Your Editorial created one more flashpoint in the current US debate about Confederate monuments (see Nature 549, 5–6; 2017 and Nature http://doi.org/ccvm; 2017).

The concern is what kind of history we memorialize in the statues of J. Marion Sims (1813–83) that stand outside the New York Academy of Medicine and in South Carolina and Alabama. As historians of science and medicine, we hope that the controversy over these will stop researchers relying on stories of scientific achievement that are blind to the moral and ethical assumptions and practices that made such achievements possible.

Sims used enslaved women to perfect a technique for repairing fistulas resulting from traumatic births. He was dubbed “the father of American gynaecology” by generations of white physicians (see also M. H. Green Nature 549, 160; 2017). Many contemporary writers question whether Sims' practices should be viewed as unethical, given that he worked in an era when the use of slave bodies for medical experimentation was common and sanctioned by the US medical profession.
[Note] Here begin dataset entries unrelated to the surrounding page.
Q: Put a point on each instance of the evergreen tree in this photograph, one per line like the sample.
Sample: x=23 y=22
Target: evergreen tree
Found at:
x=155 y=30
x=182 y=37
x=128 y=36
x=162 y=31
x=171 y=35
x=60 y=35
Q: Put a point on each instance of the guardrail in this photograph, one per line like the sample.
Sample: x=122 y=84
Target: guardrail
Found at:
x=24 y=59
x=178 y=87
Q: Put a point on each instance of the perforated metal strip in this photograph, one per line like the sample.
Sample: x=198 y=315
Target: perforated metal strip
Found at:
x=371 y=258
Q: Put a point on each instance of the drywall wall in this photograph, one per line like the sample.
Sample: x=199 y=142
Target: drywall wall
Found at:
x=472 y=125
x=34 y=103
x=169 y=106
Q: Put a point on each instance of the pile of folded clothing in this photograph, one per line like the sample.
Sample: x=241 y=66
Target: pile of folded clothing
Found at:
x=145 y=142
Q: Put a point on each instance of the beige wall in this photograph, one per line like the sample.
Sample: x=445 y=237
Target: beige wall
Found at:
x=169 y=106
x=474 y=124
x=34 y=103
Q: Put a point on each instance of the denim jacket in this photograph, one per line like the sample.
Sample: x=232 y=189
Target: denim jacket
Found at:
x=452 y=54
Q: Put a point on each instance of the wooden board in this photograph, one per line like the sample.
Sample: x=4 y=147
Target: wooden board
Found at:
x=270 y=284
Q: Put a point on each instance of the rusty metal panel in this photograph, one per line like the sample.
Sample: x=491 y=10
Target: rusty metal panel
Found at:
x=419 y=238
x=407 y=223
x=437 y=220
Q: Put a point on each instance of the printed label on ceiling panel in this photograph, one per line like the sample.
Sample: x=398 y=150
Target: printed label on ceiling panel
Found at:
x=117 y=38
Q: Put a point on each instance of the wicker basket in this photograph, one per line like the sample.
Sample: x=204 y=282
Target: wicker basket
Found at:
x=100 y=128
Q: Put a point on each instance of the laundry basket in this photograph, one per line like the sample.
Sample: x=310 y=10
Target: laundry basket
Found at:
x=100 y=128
This assumes that there were no objections to Sims' experiments at the time, but some physicians in the north and south of the United States found them controversial and excessive (Anon. N. Am. Med. Chir. Rev. 2, 635–652; 1858).

You remark that Sims' achievements saved the lives of “black and white women alike”. There is little evidence that he or other white physicians of his time applied these to improve treatment for black women. Well into the twentieth century, it was more common to deny black women any treatment at all for gynaecological ills.